The mind will find evidence for this thought, too. I would encourage Kathleen to come up with at least three pieces of hard evidence to support the thought, “A good mother takes care of herself for her children.” After some consideration, she might come up with something like the following:
“If a mother doesn’t take care of her health, she’ll be too sick to care for her kids.”
“When a mother is not happy, it puts stress on her kids.”
“A good mother sets an example for her children, and shows them how to live a happy life.”
Or, my Southern favorite, “If Mama ain’t happy, ain’t nobody happy.” (A phrase often found embroidered on decorative pillows.)

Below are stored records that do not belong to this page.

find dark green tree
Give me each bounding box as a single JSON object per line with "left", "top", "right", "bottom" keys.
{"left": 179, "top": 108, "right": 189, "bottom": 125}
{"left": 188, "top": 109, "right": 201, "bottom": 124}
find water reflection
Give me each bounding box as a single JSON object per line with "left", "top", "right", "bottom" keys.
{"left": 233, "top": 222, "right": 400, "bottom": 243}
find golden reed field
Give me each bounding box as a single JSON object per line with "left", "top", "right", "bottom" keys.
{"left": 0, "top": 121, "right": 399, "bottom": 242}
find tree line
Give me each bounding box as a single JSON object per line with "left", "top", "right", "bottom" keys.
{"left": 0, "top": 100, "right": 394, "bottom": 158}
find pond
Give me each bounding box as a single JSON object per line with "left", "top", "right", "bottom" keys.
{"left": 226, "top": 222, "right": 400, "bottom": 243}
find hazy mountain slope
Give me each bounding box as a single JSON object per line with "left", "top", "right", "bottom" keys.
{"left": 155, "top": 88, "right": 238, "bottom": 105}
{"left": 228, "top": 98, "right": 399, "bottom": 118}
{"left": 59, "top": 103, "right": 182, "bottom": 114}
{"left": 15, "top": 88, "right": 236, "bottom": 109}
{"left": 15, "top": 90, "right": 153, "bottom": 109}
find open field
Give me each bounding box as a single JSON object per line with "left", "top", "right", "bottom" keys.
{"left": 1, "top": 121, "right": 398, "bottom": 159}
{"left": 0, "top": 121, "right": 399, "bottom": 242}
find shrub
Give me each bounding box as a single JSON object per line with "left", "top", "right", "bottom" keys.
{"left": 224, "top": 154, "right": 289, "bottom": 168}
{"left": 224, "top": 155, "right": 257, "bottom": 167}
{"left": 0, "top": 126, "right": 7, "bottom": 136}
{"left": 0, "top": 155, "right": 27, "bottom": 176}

Kathleen is doing the best she knows how for her children. She felt neglected and abandoned by her own parents, and so she is sacrificing everything for her children—her time, her desires, her wants, her dreams, her opinions, her true thoughts, her very happiness—in the hope of balancing the scales. But after 20 years of giving away so much of herself, she just feels bitter and empty. As the Taoists say, “Going far means returning.” When you take an idea to it’s extreme, you risk creating the opposite outcome.
What if, instead of giving herself away for her children, she thought of herself as valuable, as something to be cherished? What if, instead of sacrificing her own happiness for her children, she decided to be a bright and shining example for them?
This thought could be true for Kathleen, and then she might let herself dream a little bigger, which just might benefit her children after all.